|By Andrew Kirk, Park Record, Park City,
UtahMcClatchy-Tribune Regional News
Dec. 30, 2009--Old motels can still be found boasting color television, and some hotel signs still offer HBO after nearly 20 years. Now, with all of the technological innovations of the past decade, free Wi-Fi has joined those amenities once called a luxury, but is now a requirement.
Debbie Batt, marketing director for the Park City Marriott, said that in her experience it's really a phenomenon of the last six months.
"Right now the majority of travelers, whether they are individuals or groups, want Wi-Fi not only in the room but throughout the hotel including in meeting rooms," she said. "For most of 2009 we've had Wi-Fi, but we've been getting more comments in the last six months than ever."
To be more specific, guests want it included in the room rate. For many years hotels have offered the service, but for an additional fee around $10 a day, she said. In the last six months the idea of paying extra has become unacceptable for guests.
As recently as last year, Batt believes a quality hotel could have gotten away without offering wireless access at all and just providing computer kiosks or a "business center" for guests' Internet-use needs. Just one year later it's a must-have, and it must be free, she said.
Sarah Myers, public relations manager for Stein Eriksen Lodge, said Wi-Fi is included in the room rate in all areas of the hotel for the first time this year. Previously it was free in common areas but a fee was charged for in-room use. Why the change? Guests demanded
it, she said.
Bob Hughes, general manager for the Park City Peaks Hotel, pointed out an important distinction in the types of travelers wanting Wi-Fi. He caters mostly to leisure travelers, in contrast to business travelers. People on vacation are much less interested in having Internet access. They may check their email once a day if at all.
For these people, and the work-related travelers who stay with them, the free "business centers" that have become standard in hotels are more than adequate. Otherwise, guests are happy to pay a little extra for better access, he said.

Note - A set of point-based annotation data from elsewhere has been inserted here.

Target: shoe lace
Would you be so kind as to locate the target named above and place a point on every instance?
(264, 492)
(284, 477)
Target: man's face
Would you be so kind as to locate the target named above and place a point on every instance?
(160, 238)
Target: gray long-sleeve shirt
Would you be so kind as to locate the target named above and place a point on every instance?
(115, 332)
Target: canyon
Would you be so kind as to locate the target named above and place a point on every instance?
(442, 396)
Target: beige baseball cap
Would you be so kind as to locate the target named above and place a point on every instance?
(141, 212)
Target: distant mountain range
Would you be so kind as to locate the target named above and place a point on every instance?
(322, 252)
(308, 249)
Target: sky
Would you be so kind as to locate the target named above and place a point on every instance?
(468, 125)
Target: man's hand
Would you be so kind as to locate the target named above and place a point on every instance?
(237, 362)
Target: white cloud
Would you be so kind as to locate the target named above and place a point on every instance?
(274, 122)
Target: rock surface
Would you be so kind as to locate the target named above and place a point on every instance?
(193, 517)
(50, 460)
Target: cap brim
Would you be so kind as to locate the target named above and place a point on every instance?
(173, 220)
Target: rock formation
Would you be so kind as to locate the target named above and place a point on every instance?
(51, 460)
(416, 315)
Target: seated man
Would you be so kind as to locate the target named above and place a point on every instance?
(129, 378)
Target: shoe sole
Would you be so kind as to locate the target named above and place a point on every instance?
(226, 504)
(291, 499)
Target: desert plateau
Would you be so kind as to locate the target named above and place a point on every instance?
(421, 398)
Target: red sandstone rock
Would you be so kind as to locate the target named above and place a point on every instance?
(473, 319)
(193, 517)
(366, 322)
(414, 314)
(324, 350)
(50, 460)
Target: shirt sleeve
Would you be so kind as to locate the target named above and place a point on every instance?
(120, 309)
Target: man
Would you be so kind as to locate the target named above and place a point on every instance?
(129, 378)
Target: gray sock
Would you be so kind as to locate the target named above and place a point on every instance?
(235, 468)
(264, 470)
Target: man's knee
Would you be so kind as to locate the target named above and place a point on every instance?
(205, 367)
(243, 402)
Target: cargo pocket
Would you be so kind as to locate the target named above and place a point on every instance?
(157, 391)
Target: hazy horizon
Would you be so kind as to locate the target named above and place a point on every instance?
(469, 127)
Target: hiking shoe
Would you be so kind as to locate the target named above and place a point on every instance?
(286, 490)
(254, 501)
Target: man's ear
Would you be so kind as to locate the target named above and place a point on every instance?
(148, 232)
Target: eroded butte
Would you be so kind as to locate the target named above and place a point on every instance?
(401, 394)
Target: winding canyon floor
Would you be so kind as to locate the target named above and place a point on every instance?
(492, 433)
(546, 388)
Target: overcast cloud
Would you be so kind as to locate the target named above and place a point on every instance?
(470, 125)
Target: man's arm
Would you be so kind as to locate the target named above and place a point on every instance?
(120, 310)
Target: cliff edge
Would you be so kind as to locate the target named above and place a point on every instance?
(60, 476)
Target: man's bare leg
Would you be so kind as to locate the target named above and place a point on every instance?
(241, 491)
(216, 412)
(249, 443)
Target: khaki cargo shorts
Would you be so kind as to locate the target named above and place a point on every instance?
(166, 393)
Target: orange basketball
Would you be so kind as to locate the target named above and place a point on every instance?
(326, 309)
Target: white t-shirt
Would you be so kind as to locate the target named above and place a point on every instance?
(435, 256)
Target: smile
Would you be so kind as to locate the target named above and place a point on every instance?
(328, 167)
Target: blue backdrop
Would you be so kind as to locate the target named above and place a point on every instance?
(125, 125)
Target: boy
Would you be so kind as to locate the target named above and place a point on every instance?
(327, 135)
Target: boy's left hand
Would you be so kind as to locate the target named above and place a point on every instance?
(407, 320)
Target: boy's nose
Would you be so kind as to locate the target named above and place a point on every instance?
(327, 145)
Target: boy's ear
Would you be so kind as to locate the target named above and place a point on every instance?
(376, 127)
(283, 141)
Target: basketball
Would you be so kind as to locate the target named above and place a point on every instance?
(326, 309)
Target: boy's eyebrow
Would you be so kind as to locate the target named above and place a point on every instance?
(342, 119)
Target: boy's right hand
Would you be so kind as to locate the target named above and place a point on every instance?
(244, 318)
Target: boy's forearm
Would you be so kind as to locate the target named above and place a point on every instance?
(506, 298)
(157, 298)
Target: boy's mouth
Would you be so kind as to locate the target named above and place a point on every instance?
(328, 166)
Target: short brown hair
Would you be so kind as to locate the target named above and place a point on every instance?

Bed and breakfasts, like the Washington School Inn on Park Avenue, get mostly leisure travelers, but Brittany Holthus, innkeeper, said they offer Wi-Fi for free because it's easier than providing for guests' computer needs. Most people have their own devices now, whether it's a laptop or an iPhone, so it works better to accommodate them than to give guests access to the inn's computers.
She agreed with Batt that 2009 brought more inquiries about the service than ever before.
Steve Lindburg, general manager at the Dakota Mountain Lodge, believes competition with other hotels has driven the accessibility of Wi-Fi even more than guest requests.
Every hotel wants to give clients the impression they're doing everything they can to fulfill the needs of guests. Like color television and HBO, if everyone else is offering it, than your hotel better as well.
That desire also prompted the Dakota Mountain Lodge to include top-of-the-line Apple computers in its "business center" and Lindburg said that area has gotten more use than predicted and the staff has received very positive feedback about the choice of machines.
Chris Eggleton, general manager of Newpark Hotel, said guest demands determine what amenities become "standard," but it's making those amenities complimentary that is really the key to pleasing guests.
"Much like airlines and their dreaded 'baggage fees,' many hoteliers offer discount rates when booking, then hit guest with other fees at check-in," he said.
What is the next new technology likely to become standard in a hotel? iPod docks particularly in the alarm clocks.
Eggleton, Lindburg and Myers say they've got them already, while the others said they're coming very soon even at the Washington School Inn.
They're not demanded by guests, Myers said, but other places have them so visitors want them.
Lindburg added that visitors also want the latest technology and services in terms of on-demand movies as well as game consoles. Myers said guests at the Stein Eriksen Lodge have been requesting high definition flat-screen televisions. They already have flatscreens, but converting them all to high definition is going to be tricky, she said.
"It's difficult on a corporate level because each unit needs a scrambling box," she explained.
That requires negotiation with the cable companies. It's not going to be an easy amenity to provide, she explained, but it's one of the next needs of tech-savvy travelers seeking high-end accommodations.